DL-based companion tool for improved clinical stratification. A Example workflow for how such a model can be used in assisting in patient stratification and prognostication. After an H&E slide is evaluated by a pathologist, if it has been labeled as diffuse type, it will then be handed over to the model for a second evaluation. In the event of pathologist-model unanimity, this patient will be stratified into the worst prognosis group. In the event of model-pathologist discordance, the patient will be stratified into the intermediate prognosis group. Finally if the patient is evaluated as intestinal type by the pathologist, this H&E slide will undergo no further assessment due to model-pathologist discordance being exceedingly rare and classified into the best prognosis group B Comparison of 5-year overall survival in the KIEL cohort when using the model as described in the first panel C Comparison of 5-year overall survival in the KCCH cohort when using the model as described in the first panel

Limitations

All specimens were obtained from resection specimens, however, tumor cell morphology changes from the tumor surface to the center and invasion front. Thus, it remains to be shown whether the DL-based classification can be applied to endoscopic tumor biopsies as treatment decisions for GC patients with resectable disease have to be made at the time of the diagnostic biopsy. Additionally, the highly heterogeneous nature of GC means that single tissue sections, as was used in the present study, may not be fully representative of the whole tumor. We also recognize that future work could benefit from investigating strategies for selecting the most representative sections of the tumor, taking into consideration the challenges posed by intratumoral heterogeneity in GC classification. Finally, we recognize the concern of overfitting in the TCGA cohort and acknowledge that some degree of overfitting is inevitable.
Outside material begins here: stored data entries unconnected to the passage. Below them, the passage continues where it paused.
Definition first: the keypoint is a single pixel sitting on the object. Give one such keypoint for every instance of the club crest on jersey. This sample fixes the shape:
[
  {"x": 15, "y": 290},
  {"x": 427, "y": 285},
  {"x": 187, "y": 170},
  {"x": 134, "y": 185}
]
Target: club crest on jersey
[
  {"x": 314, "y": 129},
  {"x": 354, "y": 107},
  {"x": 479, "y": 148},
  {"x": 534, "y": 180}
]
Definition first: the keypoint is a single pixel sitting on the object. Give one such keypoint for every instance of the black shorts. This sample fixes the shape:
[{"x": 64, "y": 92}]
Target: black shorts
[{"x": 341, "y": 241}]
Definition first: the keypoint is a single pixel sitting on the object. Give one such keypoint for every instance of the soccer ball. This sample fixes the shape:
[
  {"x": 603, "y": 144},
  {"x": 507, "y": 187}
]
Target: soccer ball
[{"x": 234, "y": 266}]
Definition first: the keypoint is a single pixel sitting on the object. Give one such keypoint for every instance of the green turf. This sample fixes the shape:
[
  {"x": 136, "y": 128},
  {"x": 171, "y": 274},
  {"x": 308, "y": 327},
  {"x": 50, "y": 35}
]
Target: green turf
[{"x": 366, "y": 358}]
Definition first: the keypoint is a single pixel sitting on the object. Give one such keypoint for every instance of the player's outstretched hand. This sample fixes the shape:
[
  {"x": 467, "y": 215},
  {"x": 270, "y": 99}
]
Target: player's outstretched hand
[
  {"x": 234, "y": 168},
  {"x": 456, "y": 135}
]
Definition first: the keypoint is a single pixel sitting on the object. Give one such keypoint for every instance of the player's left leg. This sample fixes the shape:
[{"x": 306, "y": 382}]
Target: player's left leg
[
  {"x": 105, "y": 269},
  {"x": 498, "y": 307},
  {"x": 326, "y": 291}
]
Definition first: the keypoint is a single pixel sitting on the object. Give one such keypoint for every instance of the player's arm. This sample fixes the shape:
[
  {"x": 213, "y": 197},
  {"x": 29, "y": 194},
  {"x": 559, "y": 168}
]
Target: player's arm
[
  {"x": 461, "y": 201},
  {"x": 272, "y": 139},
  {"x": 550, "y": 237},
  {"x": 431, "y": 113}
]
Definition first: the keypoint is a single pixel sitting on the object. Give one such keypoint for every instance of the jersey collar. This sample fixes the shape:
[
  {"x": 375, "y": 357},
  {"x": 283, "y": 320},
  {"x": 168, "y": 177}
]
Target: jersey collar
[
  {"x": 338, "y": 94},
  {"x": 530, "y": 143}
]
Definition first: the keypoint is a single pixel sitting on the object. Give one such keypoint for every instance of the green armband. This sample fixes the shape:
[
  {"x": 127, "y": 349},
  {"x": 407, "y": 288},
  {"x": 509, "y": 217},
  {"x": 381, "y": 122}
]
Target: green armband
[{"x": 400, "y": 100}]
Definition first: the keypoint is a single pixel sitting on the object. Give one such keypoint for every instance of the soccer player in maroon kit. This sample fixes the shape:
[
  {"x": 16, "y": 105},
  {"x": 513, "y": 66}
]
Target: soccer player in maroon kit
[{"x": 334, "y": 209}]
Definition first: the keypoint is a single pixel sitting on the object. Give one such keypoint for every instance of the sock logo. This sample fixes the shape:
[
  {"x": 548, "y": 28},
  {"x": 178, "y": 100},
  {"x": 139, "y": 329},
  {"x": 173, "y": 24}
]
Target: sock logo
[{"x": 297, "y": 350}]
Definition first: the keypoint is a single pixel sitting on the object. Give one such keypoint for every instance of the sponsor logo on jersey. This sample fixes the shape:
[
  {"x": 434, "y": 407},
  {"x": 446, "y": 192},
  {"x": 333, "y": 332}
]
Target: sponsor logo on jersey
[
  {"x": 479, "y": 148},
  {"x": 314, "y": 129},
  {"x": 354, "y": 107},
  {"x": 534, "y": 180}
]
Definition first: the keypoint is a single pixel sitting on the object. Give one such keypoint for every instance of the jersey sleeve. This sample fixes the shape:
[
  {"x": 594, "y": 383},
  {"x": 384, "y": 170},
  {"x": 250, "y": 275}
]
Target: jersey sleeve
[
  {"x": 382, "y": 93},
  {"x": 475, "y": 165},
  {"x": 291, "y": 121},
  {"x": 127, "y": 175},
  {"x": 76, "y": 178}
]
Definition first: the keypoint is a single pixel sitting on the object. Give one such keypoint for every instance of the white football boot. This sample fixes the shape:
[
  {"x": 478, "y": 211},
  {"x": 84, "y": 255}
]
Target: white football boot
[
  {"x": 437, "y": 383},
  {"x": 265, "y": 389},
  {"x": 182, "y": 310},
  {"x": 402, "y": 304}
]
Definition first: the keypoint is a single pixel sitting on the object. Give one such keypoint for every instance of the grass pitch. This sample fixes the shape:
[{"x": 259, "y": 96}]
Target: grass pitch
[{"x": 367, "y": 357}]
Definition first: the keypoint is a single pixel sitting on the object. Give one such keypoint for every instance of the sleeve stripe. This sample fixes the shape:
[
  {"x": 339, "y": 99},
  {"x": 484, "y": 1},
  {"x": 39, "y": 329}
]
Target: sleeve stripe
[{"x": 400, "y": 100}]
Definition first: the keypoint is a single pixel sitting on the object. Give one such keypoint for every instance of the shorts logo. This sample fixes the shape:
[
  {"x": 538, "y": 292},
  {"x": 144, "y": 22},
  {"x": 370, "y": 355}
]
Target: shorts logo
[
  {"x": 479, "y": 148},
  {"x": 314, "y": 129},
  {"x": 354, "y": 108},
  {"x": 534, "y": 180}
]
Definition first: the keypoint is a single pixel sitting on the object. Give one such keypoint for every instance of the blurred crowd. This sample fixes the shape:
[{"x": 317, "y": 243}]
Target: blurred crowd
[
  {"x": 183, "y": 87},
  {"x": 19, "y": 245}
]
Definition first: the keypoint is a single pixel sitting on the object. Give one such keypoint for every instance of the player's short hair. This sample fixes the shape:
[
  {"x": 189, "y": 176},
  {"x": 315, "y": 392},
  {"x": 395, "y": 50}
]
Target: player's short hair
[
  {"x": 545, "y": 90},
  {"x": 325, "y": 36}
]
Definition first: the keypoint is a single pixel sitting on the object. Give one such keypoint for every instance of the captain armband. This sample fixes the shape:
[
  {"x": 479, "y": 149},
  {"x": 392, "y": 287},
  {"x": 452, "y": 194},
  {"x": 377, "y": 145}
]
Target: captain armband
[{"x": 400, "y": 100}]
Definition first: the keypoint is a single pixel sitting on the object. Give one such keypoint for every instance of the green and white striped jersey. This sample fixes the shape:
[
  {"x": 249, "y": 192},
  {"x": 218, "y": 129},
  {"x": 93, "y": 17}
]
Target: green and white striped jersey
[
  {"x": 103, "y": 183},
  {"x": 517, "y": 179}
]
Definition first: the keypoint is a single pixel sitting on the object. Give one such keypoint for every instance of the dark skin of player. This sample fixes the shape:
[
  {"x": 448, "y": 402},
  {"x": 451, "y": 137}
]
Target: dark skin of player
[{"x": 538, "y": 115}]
We nonetheless believe that this study demonstrates the potential of DL-based histology typing as an aid in subtyping, serving as a strong foundation for further investigation.

Discussion

Laurén is a commonly used method for histologic subtyping in GC. Nevertheless, this classification is subjective with high interobserver variation, and there remains a lack of consensus regarding its value as a prognostic tool. To the best of our knowledge, this is the first study to attempt Laurén prediction in GC using current state-of-the-art DL techniques in a systematic manner. Our results show that a model trained on TCGA GC WSIs using pathologist’s Laurén as ground truth achieves an excellent performance when internally cross-validated with an AUROC of 93%. Furthermore, we show that despite imperfect external validation performance, the DL-based histological subtype was able to stratify patients by survival whereas the pathologist-based Laurén (ground truth) did not. These findings seem to suggest that a DL-based histology subtype model trained on the pathologist’s Laurén classification and not trained on the survival data is able to predict patient survival. Up to 54% of GC classified as intestinal type by the DL model were originally classified as diffuse type by the pathologist. This relatively large number of reclassified cases using the DL-based classification could explain why the pathologist-based Laurén subtypes did not stratify patients by survival. This could reflect the known difficulties pathologists have to decide whether a poorly differentiated cancer should be classified as intestinal type or diffuse type. Further detailed quantitative analyses of the misclassified cases are needed to fully understand the prognostic relationship.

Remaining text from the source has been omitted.